Friday, October 28, 2016

World Civilization Texts

Early in the fifth century, a king came to power who suggested that the Bible had been misread, and that rather than reviling snakes, they all should be collected and revered. This king ruled but a short time in Egypt before he was killed by a snake's bite on the heel of his left foot.

In roughly 400 B.C. a poet came to power and built a city based on aesthetics and beauty. Some say he was the basis or reason that poets were left out of Plato's perfect Polis. The city was made entirely of porphyry, and every staircase was adorned with Pegasus or Griffins and door handles were elaborate mouths of lions. Everyone in the city spent their time making the city more beautiful, each person, forgetting their duty to one another, as everyone sought to make even the slightest object, a shelf, a hand towel, the most beautiful iteration that the world had ever seen. As you might imagine, such a city could never last, and the city was sacked by marauding Vikings and the ruler burned at the stake.

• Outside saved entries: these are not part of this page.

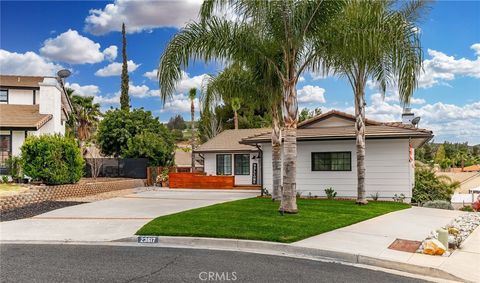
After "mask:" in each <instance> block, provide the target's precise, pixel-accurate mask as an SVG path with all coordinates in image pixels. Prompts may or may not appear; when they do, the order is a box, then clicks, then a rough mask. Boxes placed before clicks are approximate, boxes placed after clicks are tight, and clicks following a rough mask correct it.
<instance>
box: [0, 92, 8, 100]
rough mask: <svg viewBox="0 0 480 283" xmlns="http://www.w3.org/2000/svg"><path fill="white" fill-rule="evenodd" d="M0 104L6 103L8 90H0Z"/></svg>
mask: <svg viewBox="0 0 480 283" xmlns="http://www.w3.org/2000/svg"><path fill="white" fill-rule="evenodd" d="M0 102H7V103H8V90H6V89H1V90H0Z"/></svg>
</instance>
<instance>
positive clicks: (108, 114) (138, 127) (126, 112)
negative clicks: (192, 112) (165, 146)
mask: <svg viewBox="0 0 480 283" xmlns="http://www.w3.org/2000/svg"><path fill="white" fill-rule="evenodd" d="M144 132H150V133H155V134H157V135H158V136H160V137H161V138H163V139H169V137H170V136H171V135H170V131H169V130H168V129H167V128H166V127H165V126H162V124H161V123H160V121H159V120H158V118H155V117H153V115H152V112H150V111H145V110H143V109H142V108H140V109H134V110H132V111H124V110H120V109H115V110H109V111H107V113H105V115H104V118H103V120H102V121H100V123H99V125H98V131H97V141H98V145H99V147H100V149H101V150H102V153H103V154H105V155H113V156H116V157H118V156H120V157H125V156H124V153H125V151H126V150H127V148H128V144H127V143H128V141H129V140H130V139H132V138H133V137H135V136H136V135H138V134H141V133H144ZM172 143H173V141H172Z"/></svg>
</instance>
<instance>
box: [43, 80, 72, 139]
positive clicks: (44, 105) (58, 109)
mask: <svg viewBox="0 0 480 283" xmlns="http://www.w3.org/2000/svg"><path fill="white" fill-rule="evenodd" d="M39 85H40V93H39V96H38V101H37V104H39V105H40V106H39V108H40V109H39V111H40V113H41V114H52V115H53V118H52V119H51V120H50V121H49V122H47V123H46V124H45V125H44V126H43V127H42V128H41V129H40V131H38V133H37V134H43V133H49V134H53V133H58V134H62V135H63V134H65V123H63V122H62V96H61V95H62V93H61V90H60V88H59V86H58V84H57V82H56V80H55V79H53V78H46V79H45V81H44V82H43V83H40V84H39Z"/></svg>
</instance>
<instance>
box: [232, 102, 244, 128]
mask: <svg viewBox="0 0 480 283" xmlns="http://www.w3.org/2000/svg"><path fill="white" fill-rule="evenodd" d="M231 106H232V110H233V124H234V125H235V130H238V113H237V112H238V110H240V107H241V106H242V102H241V100H240V98H239V97H234V98H232V101H231Z"/></svg>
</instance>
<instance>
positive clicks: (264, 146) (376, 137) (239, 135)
mask: <svg viewBox="0 0 480 283" xmlns="http://www.w3.org/2000/svg"><path fill="white" fill-rule="evenodd" d="M412 118H413V115H412V114H411V113H407V114H404V117H403V120H404V121H403V122H388V123H386V122H377V121H373V120H370V119H367V120H366V157H365V166H366V191H367V196H370V195H373V194H377V193H378V195H379V199H385V200H392V198H393V197H394V196H395V195H397V196H400V195H401V194H403V195H404V196H405V201H410V199H411V196H412V188H413V185H414V173H415V167H414V166H415V165H414V164H415V160H414V158H415V157H414V149H415V148H417V147H419V146H421V145H422V144H424V143H425V142H427V141H429V140H430V139H431V138H432V137H433V135H432V132H431V131H428V130H425V129H420V128H417V127H416V126H415V125H413V124H411V119H412ZM354 125H355V117H354V116H353V115H350V114H347V113H344V112H340V111H336V110H332V111H329V112H327V113H324V114H320V115H317V116H316V117H313V118H311V119H309V120H306V121H304V122H302V123H299V125H298V129H297V191H299V192H301V193H302V195H304V196H306V195H312V196H319V197H320V196H325V191H324V190H325V189H327V188H333V189H334V190H335V191H336V192H337V197H345V198H355V197H356V195H357V169H356V145H355V128H354ZM270 135H271V129H241V130H226V131H223V132H222V133H220V134H219V135H217V136H216V137H214V138H213V139H211V140H209V141H207V142H206V143H204V144H202V145H201V146H199V147H198V148H197V149H196V150H195V153H196V154H199V155H200V156H201V157H203V158H204V168H205V172H206V174H207V175H234V176H235V184H236V185H237V184H240V185H259V186H260V187H263V188H266V189H267V190H269V191H271V189H272V147H271V137H270Z"/></svg>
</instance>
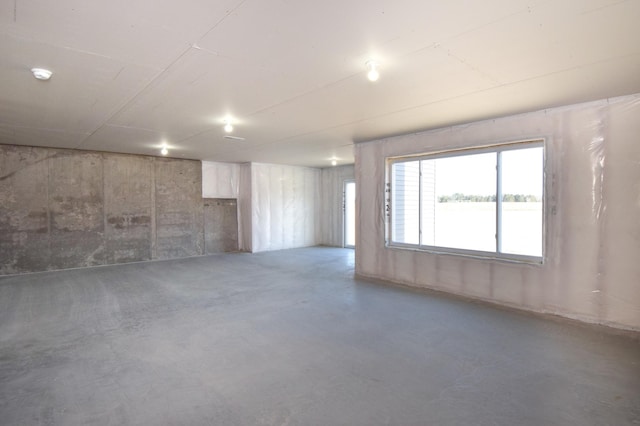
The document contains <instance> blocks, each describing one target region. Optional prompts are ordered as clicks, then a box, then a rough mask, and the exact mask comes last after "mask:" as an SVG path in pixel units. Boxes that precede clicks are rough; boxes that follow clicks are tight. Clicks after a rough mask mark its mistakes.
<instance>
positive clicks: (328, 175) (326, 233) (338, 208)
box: [320, 165, 355, 247]
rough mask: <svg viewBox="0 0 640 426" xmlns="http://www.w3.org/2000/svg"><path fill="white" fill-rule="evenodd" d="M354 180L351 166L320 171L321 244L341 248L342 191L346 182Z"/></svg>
mask: <svg viewBox="0 0 640 426" xmlns="http://www.w3.org/2000/svg"><path fill="white" fill-rule="evenodd" d="M353 179H355V168H354V166H353V165H348V166H340V167H330V168H326V169H322V214H321V223H320V225H321V229H322V240H321V244H323V245H326V246H334V247H342V245H343V241H342V238H343V235H342V234H343V227H344V212H343V205H342V203H343V190H344V182H345V181H346V180H353Z"/></svg>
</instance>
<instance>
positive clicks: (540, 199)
mask: <svg viewBox="0 0 640 426" xmlns="http://www.w3.org/2000/svg"><path fill="white" fill-rule="evenodd" d="M543 187H544V148H543V144H542V142H535V143H531V142H529V143H519V144H510V145H502V146H495V147H490V148H483V149H482V150H466V151H463V152H451V153H439V154H437V155H433V156H429V155H425V156H421V157H417V158H416V157H412V158H399V159H393V160H392V161H391V167H390V184H389V188H390V195H389V196H388V197H387V212H388V215H389V217H390V221H389V234H390V235H389V238H390V241H389V243H390V245H392V246H406V247H415V248H423V249H434V248H436V249H443V251H453V252H461V253H470V254H480V255H482V254H485V255H487V254H488V255H490V256H491V257H505V258H514V259H518V258H521V259H523V260H534V261H541V259H542V255H543V253H542V245H543V244H542V242H543V216H544V215H543V195H544V194H543Z"/></svg>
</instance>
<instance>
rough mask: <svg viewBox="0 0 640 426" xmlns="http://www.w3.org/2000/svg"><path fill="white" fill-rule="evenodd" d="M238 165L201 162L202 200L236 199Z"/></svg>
mask: <svg viewBox="0 0 640 426" xmlns="http://www.w3.org/2000/svg"><path fill="white" fill-rule="evenodd" d="M239 174H240V164H236V163H220V162H214V161H203V162H202V197H203V198H238V185H239V184H238V182H239Z"/></svg>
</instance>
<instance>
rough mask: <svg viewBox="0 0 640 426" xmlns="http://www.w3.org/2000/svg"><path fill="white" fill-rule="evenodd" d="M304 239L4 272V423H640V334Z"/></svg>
mask: <svg viewBox="0 0 640 426" xmlns="http://www.w3.org/2000/svg"><path fill="white" fill-rule="evenodd" d="M352 276H353V252H352V251H350V250H344V249H330V248H308V249H296V250H287V251H281V252H271V253H261V254H231V255H217V256H209V257H201V258H191V259H183V260H175V261H165V262H152V263H141V264H130V265H123V266H109V267H101V268H93V269H84V270H70V271H61V272H52V273H42V274H33V275H25V276H16V277H5V278H1V279H0V424H2V425H5V426H6V425H66V426H71V425H323V426H325V425H368V426H369V425H509V426H512V425H626V424H640V343H639V342H638V341H637V340H635V339H633V338H630V337H629V336H620V335H614V334H610V333H607V332H604V331H603V330H602V329H596V328H592V327H586V326H580V325H575V324H572V323H565V322H562V321H554V320H548V319H544V318H539V317H535V316H531V315H528V314H521V313H518V312H514V311H510V310H504V309H499V308H494V307H491V306H486V305H482V304H477V303H470V302H467V301H463V300H457V299H455V298H450V297H446V296H442V295H437V294H429V293H426V292H419V291H411V290H407V289H403V288H397V287H392V286H384V285H380V284H374V283H367V282H361V281H354V279H353V278H352Z"/></svg>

Long before human beings had arisen from the seas, struggled onto land, climbed into and out of the trees, a prophet arose in the sea. He was a mollusk and was prone to long periods of silence, which his followers often mistook for devotion. This prophet foretold of a day when the mollusks would cease hanging onto the walls of rocks, and they would walk on two feet and play baseball and sometimes smoke a cigarette behind the 7-11 on their sixteenth birthday. He too was eventually burned at the stake, but years later, and in a city far away from here.